Cache and database consistency: cache penetration, cache avalanche, key rebuild scheme

Source: Internet
Author: User
Tags mutex redis redis cluster

Cache penetration refers to querying a nonexistent data, the cache layer and the storage layer are not hit, but for fault-tolerant considerations, if the data from the storage layer is not written to the cache layer, 11-3 shows the entire process is divided into the following 3 steps:

    1. Cache layer not hit
    2. Storage layer is not hit, so empty results are not written back to the cache
    3. return empty result

cache penetration will cause non-existent data to be queried every time the request is made to the storage layer, losing the meaning of cache protection back-end storage.

Figure-1: Cache penetration Model
Cache penetration issues can increase the back-end storage load, because many back-end storage does not have high concurrency and can even cause back-end storage to be down. You can usually count the total number of calls in the program, the number of cache layer hits, the number of storage tier hits, and if you find a large number of storage tier empty hits, there may be a cache penetration problem.
There are two basic cache penetration. First, the business itself code or data problems, second, some malicious attacks, reptiles and other causes a large number of empty hits, let's look at how to solve the cache penetration problem.

Second, the solution of buffer penetration 1) Cache empty Objects

As shown, when the 2nd-step storage layer is not hit, the empty object is still persisted to the cache layer, and the data is then accessed from the cache, protecting the backend data source.

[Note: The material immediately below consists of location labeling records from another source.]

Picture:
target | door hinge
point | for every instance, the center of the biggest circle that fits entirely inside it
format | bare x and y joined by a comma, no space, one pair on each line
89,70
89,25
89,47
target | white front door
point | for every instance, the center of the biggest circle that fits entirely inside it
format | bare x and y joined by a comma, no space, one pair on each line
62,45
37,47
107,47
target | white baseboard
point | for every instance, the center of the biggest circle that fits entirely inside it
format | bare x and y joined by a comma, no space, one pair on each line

There are two problems with caching empty objects:
First, the null value is cached, which means that more keys are stored in the cache layer and more memory space is needed (if the attack is more serious), the more effective way is to set a shorter expiration time for such data to be automatically rejected.
Second, the data for the cache layer and the storage layer will be inconsistent for a period of time and may have some impact on the business. For example, if the expiration time is set to 5 minutes, if the storage tier adds this data at this time, there will be inconsistencies between the cache layer and the storage tier data, and the empty objects in the cache layer can be purged with the message system or otherwise.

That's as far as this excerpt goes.